Ну конечно же, здесь должен появиться некто. Некту распирает альтруизм, либо собственная печаль, либо неосознанные инстинкты. “Ну что сидим? Ну что скучаем?” — танцевать потащит и (предположим худшее) не отлипнет всю ночь. Предположим страстные лобзания в подъезде, где вместо выбитого стекла лист фанеры, а из подвала поднимается пар.

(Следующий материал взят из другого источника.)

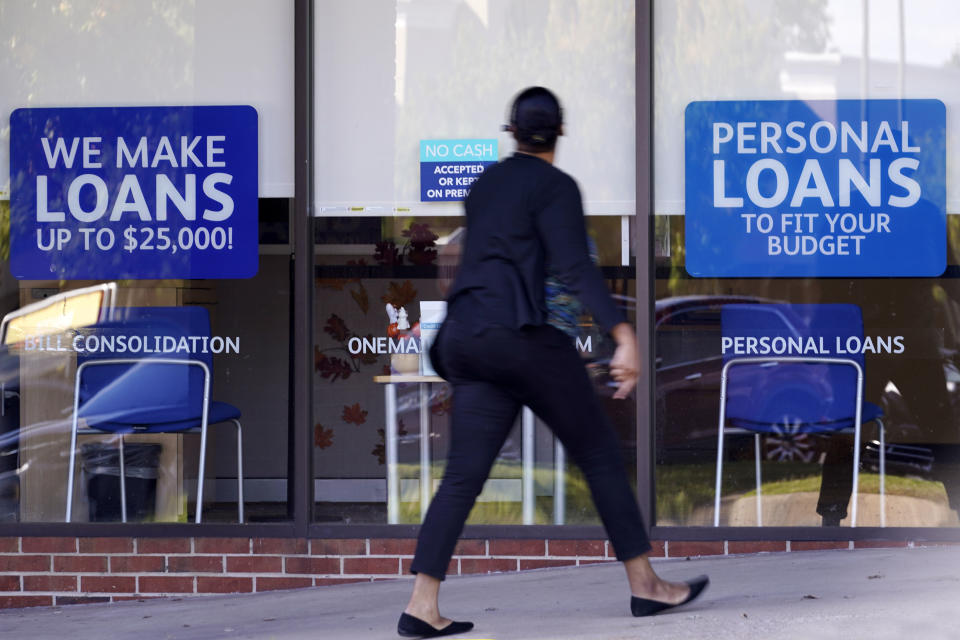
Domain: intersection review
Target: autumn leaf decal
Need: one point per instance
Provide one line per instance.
(387, 252)
(353, 414)
(322, 438)
(400, 295)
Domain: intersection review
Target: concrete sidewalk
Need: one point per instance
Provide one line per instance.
(866, 593)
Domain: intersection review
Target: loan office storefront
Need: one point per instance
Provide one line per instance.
(269, 203)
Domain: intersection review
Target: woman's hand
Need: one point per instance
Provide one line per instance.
(625, 364)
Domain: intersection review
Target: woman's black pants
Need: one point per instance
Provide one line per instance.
(494, 373)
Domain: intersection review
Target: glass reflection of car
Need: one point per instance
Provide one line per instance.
(688, 366)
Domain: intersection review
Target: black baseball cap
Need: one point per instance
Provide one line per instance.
(536, 117)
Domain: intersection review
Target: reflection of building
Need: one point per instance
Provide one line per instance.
(341, 232)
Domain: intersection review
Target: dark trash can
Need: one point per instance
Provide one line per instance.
(101, 469)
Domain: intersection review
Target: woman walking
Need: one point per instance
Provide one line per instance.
(499, 353)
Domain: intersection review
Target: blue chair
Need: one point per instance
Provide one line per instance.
(135, 375)
(787, 370)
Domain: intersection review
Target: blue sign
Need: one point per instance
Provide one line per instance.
(792, 188)
(449, 167)
(133, 193)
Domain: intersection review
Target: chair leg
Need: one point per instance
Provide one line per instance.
(239, 470)
(883, 473)
(123, 483)
(71, 469)
(756, 462)
(716, 496)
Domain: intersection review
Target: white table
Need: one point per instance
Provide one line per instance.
(528, 424)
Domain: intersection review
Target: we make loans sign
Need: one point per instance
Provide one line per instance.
(791, 188)
(449, 167)
(133, 192)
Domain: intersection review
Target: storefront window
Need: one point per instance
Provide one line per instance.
(145, 287)
(414, 79)
(827, 73)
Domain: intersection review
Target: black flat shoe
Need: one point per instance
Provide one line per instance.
(643, 607)
(412, 627)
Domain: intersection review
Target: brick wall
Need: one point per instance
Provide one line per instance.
(36, 571)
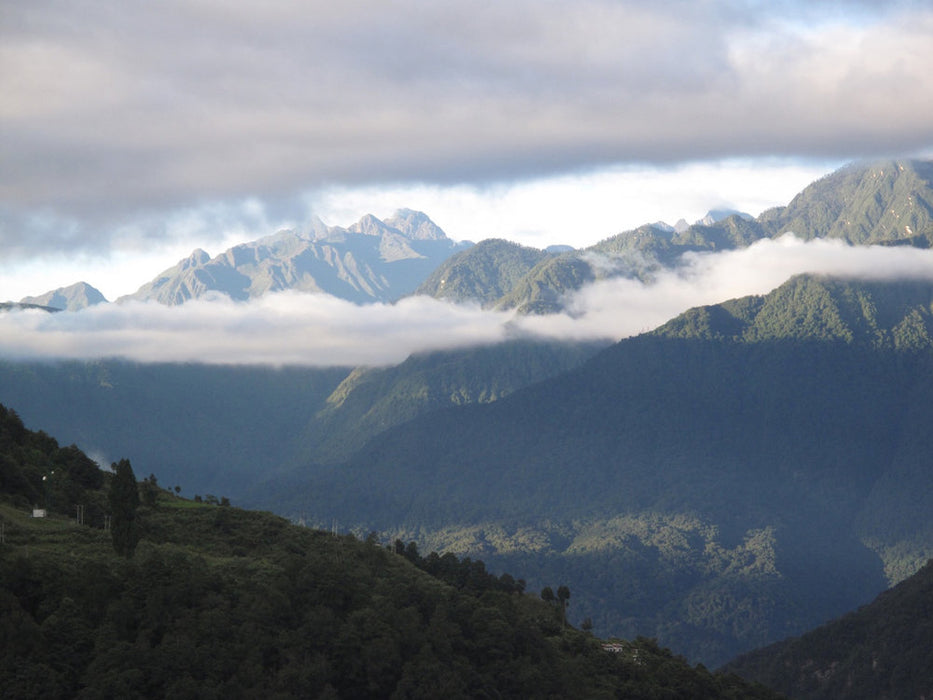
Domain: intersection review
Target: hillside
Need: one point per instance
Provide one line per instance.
(483, 273)
(216, 602)
(742, 474)
(882, 651)
(224, 430)
(370, 261)
(71, 298)
(889, 203)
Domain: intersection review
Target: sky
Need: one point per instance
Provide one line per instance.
(131, 134)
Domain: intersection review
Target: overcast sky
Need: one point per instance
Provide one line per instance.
(131, 133)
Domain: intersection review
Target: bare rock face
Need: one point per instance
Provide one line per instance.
(373, 260)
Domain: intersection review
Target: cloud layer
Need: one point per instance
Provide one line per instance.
(300, 329)
(113, 115)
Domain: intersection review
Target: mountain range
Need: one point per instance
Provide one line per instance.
(741, 474)
(888, 203)
(885, 203)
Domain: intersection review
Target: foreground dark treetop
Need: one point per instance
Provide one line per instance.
(218, 602)
(883, 651)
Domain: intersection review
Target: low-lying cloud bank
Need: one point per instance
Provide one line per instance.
(300, 329)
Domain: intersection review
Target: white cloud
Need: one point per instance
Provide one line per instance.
(293, 328)
(114, 117)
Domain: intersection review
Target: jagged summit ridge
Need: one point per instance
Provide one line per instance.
(372, 260)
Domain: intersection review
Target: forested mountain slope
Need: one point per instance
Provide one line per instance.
(372, 260)
(740, 475)
(885, 203)
(216, 602)
(883, 651)
(224, 430)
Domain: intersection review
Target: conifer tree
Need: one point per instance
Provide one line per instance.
(124, 499)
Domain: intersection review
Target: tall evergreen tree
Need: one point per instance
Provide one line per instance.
(124, 499)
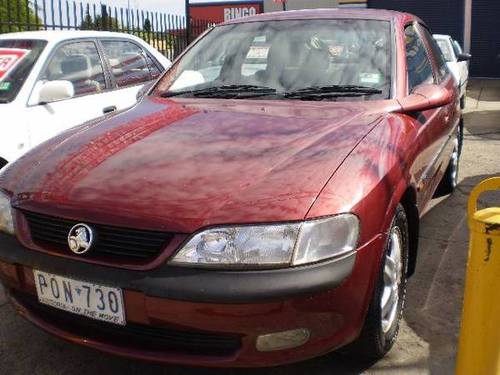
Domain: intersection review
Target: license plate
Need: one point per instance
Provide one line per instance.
(79, 297)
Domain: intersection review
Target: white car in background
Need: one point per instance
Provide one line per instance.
(53, 80)
(457, 61)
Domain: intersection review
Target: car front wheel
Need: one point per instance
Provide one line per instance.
(381, 326)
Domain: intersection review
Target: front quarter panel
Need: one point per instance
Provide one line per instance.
(372, 180)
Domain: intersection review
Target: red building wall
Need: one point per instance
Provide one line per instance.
(221, 12)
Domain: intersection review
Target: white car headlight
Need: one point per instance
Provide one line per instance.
(6, 221)
(273, 245)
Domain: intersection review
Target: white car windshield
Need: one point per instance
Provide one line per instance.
(445, 47)
(17, 58)
(342, 59)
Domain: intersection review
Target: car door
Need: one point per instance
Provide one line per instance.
(80, 63)
(433, 126)
(131, 67)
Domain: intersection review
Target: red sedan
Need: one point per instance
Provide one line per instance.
(259, 206)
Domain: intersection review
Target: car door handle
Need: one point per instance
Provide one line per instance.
(109, 109)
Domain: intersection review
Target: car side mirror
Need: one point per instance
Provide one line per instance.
(464, 57)
(52, 91)
(144, 90)
(426, 97)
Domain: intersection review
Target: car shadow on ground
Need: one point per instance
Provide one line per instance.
(484, 90)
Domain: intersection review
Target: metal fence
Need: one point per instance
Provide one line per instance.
(167, 33)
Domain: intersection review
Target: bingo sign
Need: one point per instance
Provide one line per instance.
(9, 58)
(218, 12)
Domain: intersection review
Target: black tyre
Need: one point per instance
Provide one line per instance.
(382, 322)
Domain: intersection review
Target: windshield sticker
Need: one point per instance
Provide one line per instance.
(336, 50)
(258, 52)
(9, 58)
(370, 78)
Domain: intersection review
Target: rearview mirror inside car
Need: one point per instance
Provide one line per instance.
(426, 97)
(464, 57)
(52, 91)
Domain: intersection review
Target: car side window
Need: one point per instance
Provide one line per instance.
(418, 64)
(437, 53)
(80, 64)
(127, 61)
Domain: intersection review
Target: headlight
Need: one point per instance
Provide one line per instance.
(274, 245)
(6, 222)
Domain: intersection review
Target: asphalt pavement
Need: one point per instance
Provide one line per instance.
(428, 339)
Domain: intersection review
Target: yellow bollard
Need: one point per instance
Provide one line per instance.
(479, 347)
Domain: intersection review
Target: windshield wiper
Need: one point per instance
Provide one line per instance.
(224, 91)
(332, 91)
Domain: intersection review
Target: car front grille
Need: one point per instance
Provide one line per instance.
(134, 336)
(111, 243)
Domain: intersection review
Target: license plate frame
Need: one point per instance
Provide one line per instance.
(78, 297)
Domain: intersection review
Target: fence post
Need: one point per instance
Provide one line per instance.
(188, 22)
(479, 347)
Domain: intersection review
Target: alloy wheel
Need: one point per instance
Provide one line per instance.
(393, 269)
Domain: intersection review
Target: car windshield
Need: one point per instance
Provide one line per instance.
(303, 60)
(17, 58)
(445, 47)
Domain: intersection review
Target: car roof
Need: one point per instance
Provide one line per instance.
(60, 35)
(330, 13)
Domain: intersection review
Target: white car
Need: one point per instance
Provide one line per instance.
(53, 80)
(457, 61)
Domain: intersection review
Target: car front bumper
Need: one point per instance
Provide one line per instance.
(205, 317)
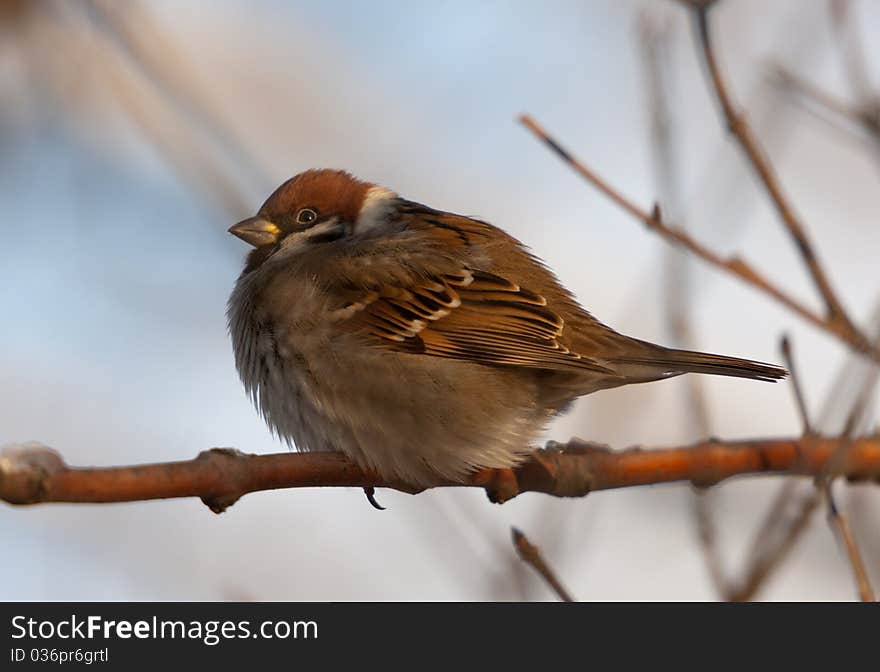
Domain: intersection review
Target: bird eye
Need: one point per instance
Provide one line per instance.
(306, 216)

Предположим и еще худшее: а давай зайдем ко мне, у меня есть кофе, ром, коньяк, шерри-бренди (нужное подчеркнуть), — да я ничего тебе не сделаю! Да я пальцем к тебе не притронусь! Я, может, с тобой просто поговорить хочу!

Шантажа подпустит, вдруг я на что-то клюну. А я так надеялся! Почему ты мне не веришь? Тебе что, трудно здесь просто со мной постоять? Я пьяный, да? Я противный, да? Знаешь, вот ты меня сейчас так обидела...

И впрямь, смотрит на меня, бедолага, грустно-грустно, горько-горько и не догадывается даже, какой у меня есть замечательный выбор. Сказать ему: “Это твои проблемы”, — и уйти баиньки. Или подыграть, пожалеть, на провокацию поддаться. Заранее зная, какими именно нехорошими словами буду себя за это ругать где-нибудь так через полгода.

Все это мы видели. Как тебя зовут — Паша? Чудненько. А тот был Леша. Первая любовь и все такое. Непревзойдённый, кстати, мастер шантажа. Как он умел залучить меня к себе в гости — да ну, чего крутить, скажем прямо, — к себе в постель. Экзамен был? Устала? Не пойдешь ко мне? А я уже даже ужин приготовил, так старался... Ночь не спала, рейс откладывали? А я так ждал тебя, так по тебе соскучился...

Он анальгину мне даст, он чаем напоит, — неужели мне совсем даже не хочется видеть его? Какая же я бессовестная! Бессердечная! Как у меня эгоистично болит голова! Разумеется, я сделала это нарочно — специально чтоб обидеть это славное существо с преданным взглядом. Совсем не хочу? Ни даже на пять минуточек?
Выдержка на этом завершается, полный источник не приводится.